Artículo 2.- Clases de espectáculos taurinos.
- A los derechos de la presente Ley, los espectáculos taurino se
clasifican en corridas de toros o de novillos, celebradas en plazas de toros permanentes o
habilitadas temporalmente para ellos, y en festejos taurinos realizados en tales plazas o
en lugares de tránsito público.
- La celebración de estos espectáculos taurinos en plazas de toros
permanentes deberán ser comunicada por escrito al órgano administrativo competente y, en
todo caso, al Gobernador Civil de la provincia, por los organizadores o promotores de los
mismos con la antelación mínima y en la forma y términos que reglamentariamente se
determinen. La Administración podrá suspender o prohibir la celebración del
espectáculo por no reunir éste o la plaza los requisitos exigidos o por entender que
existen razones fundadas de que puedan producirse alteraciones de la seguridad ciudadana.
La resolución deberá adoptarse en forma motivada y notificarse en el plazo mínimo de
cuarenta y ocho horas desde la comunicación prevista en el presente número, de acuerdo
con los requisitos establecidos en la Ley de Procedimiento Administrativo.
- La celebración de fiestas taurinas en plazas de toros no permanente,
así como en lugares de tránsito público, requerirá previa autorización del órgano
administrativo competente y será comunicada, en todo caso, al Gobernador Civil, con los
plazos de solicitud y resolución previstos en el número anterior. Se denegará la
autorización cuando la plaza o el espectáculo no reúnan los requisitos o se entienda
que existen razones fundadas de que puedan producirse alternaciones de la seguridad
ciudadana.

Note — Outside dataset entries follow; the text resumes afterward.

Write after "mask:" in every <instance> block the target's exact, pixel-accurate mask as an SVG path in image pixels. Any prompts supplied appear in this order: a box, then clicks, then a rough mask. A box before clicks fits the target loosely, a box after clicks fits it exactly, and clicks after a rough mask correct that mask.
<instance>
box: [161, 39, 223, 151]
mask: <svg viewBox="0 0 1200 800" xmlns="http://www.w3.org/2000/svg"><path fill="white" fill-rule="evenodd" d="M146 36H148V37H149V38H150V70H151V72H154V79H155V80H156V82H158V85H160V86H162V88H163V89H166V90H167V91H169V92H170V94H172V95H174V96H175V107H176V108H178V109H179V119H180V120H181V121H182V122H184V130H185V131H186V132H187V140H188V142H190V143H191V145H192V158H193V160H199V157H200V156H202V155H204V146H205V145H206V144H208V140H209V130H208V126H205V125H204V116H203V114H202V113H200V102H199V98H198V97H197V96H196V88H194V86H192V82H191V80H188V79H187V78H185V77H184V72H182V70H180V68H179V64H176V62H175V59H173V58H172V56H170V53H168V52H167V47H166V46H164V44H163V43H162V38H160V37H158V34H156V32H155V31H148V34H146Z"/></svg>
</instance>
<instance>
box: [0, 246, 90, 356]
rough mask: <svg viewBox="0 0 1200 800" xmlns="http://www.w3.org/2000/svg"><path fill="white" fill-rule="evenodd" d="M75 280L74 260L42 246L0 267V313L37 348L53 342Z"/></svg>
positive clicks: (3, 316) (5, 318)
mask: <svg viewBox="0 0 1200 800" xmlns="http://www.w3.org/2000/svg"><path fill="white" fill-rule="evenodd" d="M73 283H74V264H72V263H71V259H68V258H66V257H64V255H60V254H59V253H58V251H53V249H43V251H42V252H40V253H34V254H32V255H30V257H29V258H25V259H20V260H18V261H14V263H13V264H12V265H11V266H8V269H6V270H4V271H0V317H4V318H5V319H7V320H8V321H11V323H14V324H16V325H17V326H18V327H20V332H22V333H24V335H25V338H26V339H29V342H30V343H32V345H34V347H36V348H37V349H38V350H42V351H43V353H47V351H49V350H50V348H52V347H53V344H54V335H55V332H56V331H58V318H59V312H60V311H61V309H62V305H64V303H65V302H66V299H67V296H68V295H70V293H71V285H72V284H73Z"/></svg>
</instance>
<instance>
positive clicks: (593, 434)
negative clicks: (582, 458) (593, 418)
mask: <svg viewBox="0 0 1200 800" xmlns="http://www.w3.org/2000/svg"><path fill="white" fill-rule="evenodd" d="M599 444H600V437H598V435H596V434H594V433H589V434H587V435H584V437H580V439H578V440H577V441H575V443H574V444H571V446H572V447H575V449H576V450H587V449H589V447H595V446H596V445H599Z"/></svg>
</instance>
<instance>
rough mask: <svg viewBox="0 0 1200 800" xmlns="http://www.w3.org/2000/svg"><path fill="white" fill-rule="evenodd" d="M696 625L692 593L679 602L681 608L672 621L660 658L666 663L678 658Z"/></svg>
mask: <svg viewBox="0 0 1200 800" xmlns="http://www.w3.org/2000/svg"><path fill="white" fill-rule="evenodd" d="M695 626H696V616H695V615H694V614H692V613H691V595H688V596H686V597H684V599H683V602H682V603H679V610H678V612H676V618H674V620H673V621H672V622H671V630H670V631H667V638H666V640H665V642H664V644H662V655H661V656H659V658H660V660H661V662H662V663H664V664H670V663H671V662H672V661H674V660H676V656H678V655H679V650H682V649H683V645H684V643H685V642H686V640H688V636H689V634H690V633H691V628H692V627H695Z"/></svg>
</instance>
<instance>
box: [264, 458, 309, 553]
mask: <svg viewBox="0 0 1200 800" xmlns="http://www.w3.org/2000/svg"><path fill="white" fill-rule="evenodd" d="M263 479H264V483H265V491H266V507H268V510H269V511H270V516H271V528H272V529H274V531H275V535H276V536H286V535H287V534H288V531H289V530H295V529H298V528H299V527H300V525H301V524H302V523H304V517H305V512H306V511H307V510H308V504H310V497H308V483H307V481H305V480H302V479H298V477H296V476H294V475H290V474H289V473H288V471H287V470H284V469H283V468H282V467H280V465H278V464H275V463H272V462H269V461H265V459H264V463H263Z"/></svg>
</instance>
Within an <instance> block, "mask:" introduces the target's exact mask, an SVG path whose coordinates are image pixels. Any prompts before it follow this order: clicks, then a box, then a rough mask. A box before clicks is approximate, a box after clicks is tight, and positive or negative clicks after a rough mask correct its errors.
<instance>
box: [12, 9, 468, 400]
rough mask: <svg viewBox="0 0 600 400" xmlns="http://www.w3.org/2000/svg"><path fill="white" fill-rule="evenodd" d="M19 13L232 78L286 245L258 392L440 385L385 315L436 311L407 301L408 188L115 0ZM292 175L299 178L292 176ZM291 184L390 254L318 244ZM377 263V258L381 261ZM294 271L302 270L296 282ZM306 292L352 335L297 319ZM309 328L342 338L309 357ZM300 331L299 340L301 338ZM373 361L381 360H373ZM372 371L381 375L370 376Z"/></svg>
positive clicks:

En todo caso, la autorización para celebrar estas fiestas requerirá la
existencia de las instalaciones y servicios sanitarios adecuados para atender cualquier
emergencia que pueda producirse, de acuerdo con lo previsto en el artículo 3 de esta Ley.
Los requisitos y condiciones que deberán cumplirse para garantizar la seguridad de las
personas y bienes y evitar perturbaciones innecesarias del uso común de los lugares de
tránsito público, se establecerán reglamentariamente.
Artículo 3.- Plazas de Toros.
- Reglamentariamente se determinarán las condiciones y requisitos
mínimos, según sus distintas categorías, para la construcción y, en su caso, para la
rehabilitación de plazas de toros permanentes, así como para el desarrollo de las
actividades propias de las mismas.
- Se establecerán las condiciones que deberán reunir las plazas de
toros no permanentes para la celebración de los correspondientes espectáculos taurinos.
3. La reglamentación de las instalaciones y servicios sanitarios, así como el
correspondiente régimen sancionador, se establecerían en todo caso conforme a lo
dispuesto en la legislación general de sanidad.
Artículo 4.- Medidas de fomento.
- La Administración del Estado podrá adoptar medidas destinadas a
fomentar y proteger las actividades a las que se refiere la presente Ley, en atención a
la tradición y vigencia cultural de la fiesta de lo toros.
- Se presentará especial atención a la dotación de las instalaciones
y servicios sanitarios adecuados en las plazas de toros para la celebración de
espectáculos de esta naturaleza.
- Se regularán las condiciones para el funcionamiento de las escuelas
dedicadas a la formación de nuevos profesionales taurinos y el apoyo a su actividad.